- A fase de transição da menopausa (perimenopausa) pode começar aos 40 anos, não apenas aos 50, com sinais como alterações de sono, humor e memória.
- Planejar a saúde cedo funciona como uma “poupança de saúde”: manter massa muscular e densidade óssea ajuda a chegar à menopausa com menos sintomas e melhor prognóstico.
- Na alimentação, priorize proteína (~1,5 g por kg de peso) distribuída ao longo do dia, cálcio (~1.200 mg/dia) e fibras, com preferência por alimentos naturais e, se necessário, suplementação.
- O ganho de peso próximo à menopausa pode ficar entre 6 e 10 kg, elevando o risco de hipertensão, resistência à insulina, diabetes e doenças cardiovasculares.
- A prática regular de atividades físicas, com foco em força, mobilidade e equilíbrio, aliada a sono adequado, redução de álcool e cigarro, e manejo do estresse, é essencial; a terapia hormonal pode ser indicada em alguns casos.
O cuidado com a saúde a partir dos 40 anos pode reduzir sintomas da transição para a menopausa e melhorar o prognóstico futuro. O tema, que antes era restrito ao consultório, ganha espaço em redes e conversas, mantendo o foco na fase anterior ao ciclo final reprodutivo.
Especialistas apontam que as mudanças hormonais começam antes dos 50 anos, às vezes já aos 40, durante o climatério ou perimenopausa. Sinais como alterações de sono, humor, memória e composição corporal podem surgir ainda nessa faixa etária.
Segundo Cristina Formiga, endocrinologista da SBEM-SP, investir na saúde na pré-menopausa ajuda a chegar mais preparada à transição. A ideia de uma “poupança de saúde” funciona como planejamento para o futuro.
A importância da reserva de saúde
A preservação de massa muscular e densidade óssea é central nesse período. A queda do estrógeno favorece perda de osso e músculo, dificultando o emagrecimento. Melhor condição até a menopausa reduz sintomas e facilita ajustes futuros, afirmam especialistas.
A prática médica destaca que essas mudanças ocorrem de forma gradual. Caso não haja intervenção, há maior risco de lesões, dores crônicas e progressão para osteoporose, artrose e sarcopenia. A prevenção, portanto, é estratégica.
Alimentação como pilar
A proteína tem papel central na manutenção muscular e óssea, com sugestão de cerca de 1,5 g por kg de peso diários, distribuídos ao longo das refeições. Carnes, ovos, laticínios e leguminosas costumam atender a demanda, sem depender exclusivamente de suplementação.
O cálcio também é crítico, com recomendação próxima de 1.200 mg/dia. Incluir derivados de leite ou alimentos fortificados facilita o objetivo, mesmo diante de hábitos alimentares que não privilegiam laticínios.
Fibras completam o conjunto, favorecendo a saúde intestinal e a microbiota. Uma alimentação baseada em produtos naturais, com menos industrializados, sustenta o equilíbrio metabólico durante a transição.
Movimente-se e fortaleça o corpo
A prática regular de atividades físicas, com ênfase em força, é indicada como pilar preventivo. Técnicas que promovem mobilidade, equilíbrio e resistência aparecem como aliadas eficazes. Combinações como pilates com dança ou esportes de raquete são opções sugeridas.

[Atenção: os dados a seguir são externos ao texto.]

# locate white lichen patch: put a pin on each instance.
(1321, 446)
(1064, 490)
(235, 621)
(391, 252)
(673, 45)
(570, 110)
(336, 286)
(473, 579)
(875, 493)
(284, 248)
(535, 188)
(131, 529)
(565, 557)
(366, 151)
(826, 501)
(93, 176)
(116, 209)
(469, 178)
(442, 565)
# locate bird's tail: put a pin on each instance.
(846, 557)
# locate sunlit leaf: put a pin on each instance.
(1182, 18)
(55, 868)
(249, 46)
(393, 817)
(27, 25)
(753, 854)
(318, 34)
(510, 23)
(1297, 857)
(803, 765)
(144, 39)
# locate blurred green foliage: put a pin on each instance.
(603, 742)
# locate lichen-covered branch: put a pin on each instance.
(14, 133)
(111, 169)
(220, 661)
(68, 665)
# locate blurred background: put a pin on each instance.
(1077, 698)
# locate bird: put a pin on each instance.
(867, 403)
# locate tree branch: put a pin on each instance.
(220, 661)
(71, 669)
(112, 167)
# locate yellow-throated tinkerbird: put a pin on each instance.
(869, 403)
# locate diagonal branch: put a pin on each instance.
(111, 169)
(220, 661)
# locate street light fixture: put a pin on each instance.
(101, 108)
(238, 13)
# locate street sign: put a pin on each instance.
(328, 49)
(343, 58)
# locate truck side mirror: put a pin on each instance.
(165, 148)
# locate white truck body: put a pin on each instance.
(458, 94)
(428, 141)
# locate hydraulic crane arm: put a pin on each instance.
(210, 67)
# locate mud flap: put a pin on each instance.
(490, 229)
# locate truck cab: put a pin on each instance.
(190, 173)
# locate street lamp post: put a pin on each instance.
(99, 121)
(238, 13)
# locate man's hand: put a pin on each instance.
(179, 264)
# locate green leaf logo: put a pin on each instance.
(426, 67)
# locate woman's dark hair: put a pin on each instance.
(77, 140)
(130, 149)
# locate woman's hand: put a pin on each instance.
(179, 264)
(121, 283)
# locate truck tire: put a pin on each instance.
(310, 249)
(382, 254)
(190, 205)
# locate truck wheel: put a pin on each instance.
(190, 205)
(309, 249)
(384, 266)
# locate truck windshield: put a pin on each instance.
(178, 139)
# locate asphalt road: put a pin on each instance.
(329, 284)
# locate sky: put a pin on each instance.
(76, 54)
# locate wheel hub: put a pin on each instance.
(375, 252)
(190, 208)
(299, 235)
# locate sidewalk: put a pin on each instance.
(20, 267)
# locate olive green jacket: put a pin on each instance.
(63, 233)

O que importa é encontrar uma prática que gere consistência e prazer. Entre opções possíveis estão musculação, treino funcional, calistenia e outras atividades que fortaleçam o corpo ao longo do tempo.
Outros cuidados incluem evitar álcool e cigarro, manter sono adequado e gerenciar o estresse. Em alguns casos, a terapia hormonal pode ser considerada antes da menopausa, conforme avaliação médica.
Além da dimensão física, aspectos sociais também influenciam a saúde. Manter vínculos, interesses e propósito pode impactar positivamente o envelhecimento, segundo especialistas, destacando uma abordagem integrada à saúde ao longo da idade.